I think this means that Owen would, for example, argue against any concept of common grace, or natural law, providing a 'neutral zone' where Christians and non-Christians can meet to do social-political-cultural work. God-honouring use of the creation in all of these activities (whether painting, building a bridge, teaching geography, or writing a song) is only possible when creation is viewed as properly belonging to, and destined for, the Lord Jesus Christ. God wants us to look at and treat creation as being subject to him.


All from John Owen, An Exposition of the Epistle to the Hebrews, Vol III. 81-82.

John Owen: The purpose of creation

In drawing theological instruction from the description of the Son in the latter part of Hebrews 1:2 ('by whom he made the worlds') Owen argues that the creation always had the new creation in view:

“God designed from eternity that his great and everlasting glory should arise from the new creation.”

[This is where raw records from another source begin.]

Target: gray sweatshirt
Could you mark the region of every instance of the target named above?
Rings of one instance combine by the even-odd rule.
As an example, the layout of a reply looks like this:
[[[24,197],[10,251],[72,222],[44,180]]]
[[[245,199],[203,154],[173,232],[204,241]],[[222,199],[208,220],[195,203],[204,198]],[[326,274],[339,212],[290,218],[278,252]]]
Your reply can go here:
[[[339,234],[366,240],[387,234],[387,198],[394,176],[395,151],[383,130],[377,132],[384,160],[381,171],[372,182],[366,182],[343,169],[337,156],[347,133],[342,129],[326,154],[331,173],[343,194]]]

That's why the creation was made by the Son - the very one who would later become incarnate and inherit the creation as its Redeemer:

“God in infinite wisdom ordered all things in the first creation, so as that the whole of that work might be subservient to the glory of his grace in the new creation of all by Jesus Christ. By the Son he made the worlds in the beginning of time, that in the fullness of time he might be the just heir and lord of all.”

Or, put another way, “[a]ll things at first were made by him, that when they were lost, ruined, scattered, they might again, in the appointed seasons, be gathered together into one head in him.”

This, he argues, explains the idea in Romans 8:19-22 of creation eagerly awaiting the full manifestation of Christ's kingdom:

“The creation hath, as it were, a natural propensity, yea, a longing, to come into subjection unto Christ, as that which retrieves and frees it from the vanity, bondage, and corruption that it was cast into, when put out of its first order by sin. And this ariseth from that plot and design which God first laid in the creation of all things, that they, being made by the Son, should naturally and willingly, as it were, give up themselves unto obedience unto him, when he should take the rule of them upon the new account of his mediation.”

Creation was made in such a way (by the Son) as would fit with God's intention that it be redeemed and brought under the rule of Jesus Christ in his role as mediator.


All from John Owen, An Exposition of the Epistle to the Hebrews, Vol III. 77-81.

John Owen: The purpose of God in the call of Abraham

Biblical theology and 'missiological readings of the bible story' are nothing new. Here's John Owen on Abraham and the nation of Israel:

“God having from the foundation of the world promised to bring forth the 'Seed of the woman,' to work out the redemption of his elect in the conquest of Satan, did, in the separation of Abraham from the rest of the world, begin to make provision of a peculiar stock, from whence the Seed of the woman should spring. That this was the cause and end of his call and separation is evident from hence, that immediately thereupon God assures him that ‘in his seed all the kindreds of the earth should be blessed,’ Gen xii. 1-3, xxii. 18; which is all one as if he had expressly said to him ‘For this cause have I chosen and called thee, that in thee I might lay a foundation of bringing forth the promised Seed, by whom the curse is to be taken away, and the blessing of everlasting life procured,’ as Gal iii. 13, 14. For this cause was his posterity continued in a state of separation from the rest of the world, that He might seek a godly seed to himself, Num. xxiii. 9; Mal. ii. 15: for this cause did he raise them into a civil, regal, and church state, that he might in them typify and prefigure the offices and benefits of the promised Messiah, who was to gather to himself the nations that were to be blessed in the seed of Abraham, Gen. xlix. 10; Ps xlv.; Hos. iii. 5; Ezek. xxxiv. 23. And all their sacrifices did but shadow out that great expiation of sin which he was to make in his own person…”


From: John Owen, An Exposition of the Epistle to the Hebrews, Vol III. p13.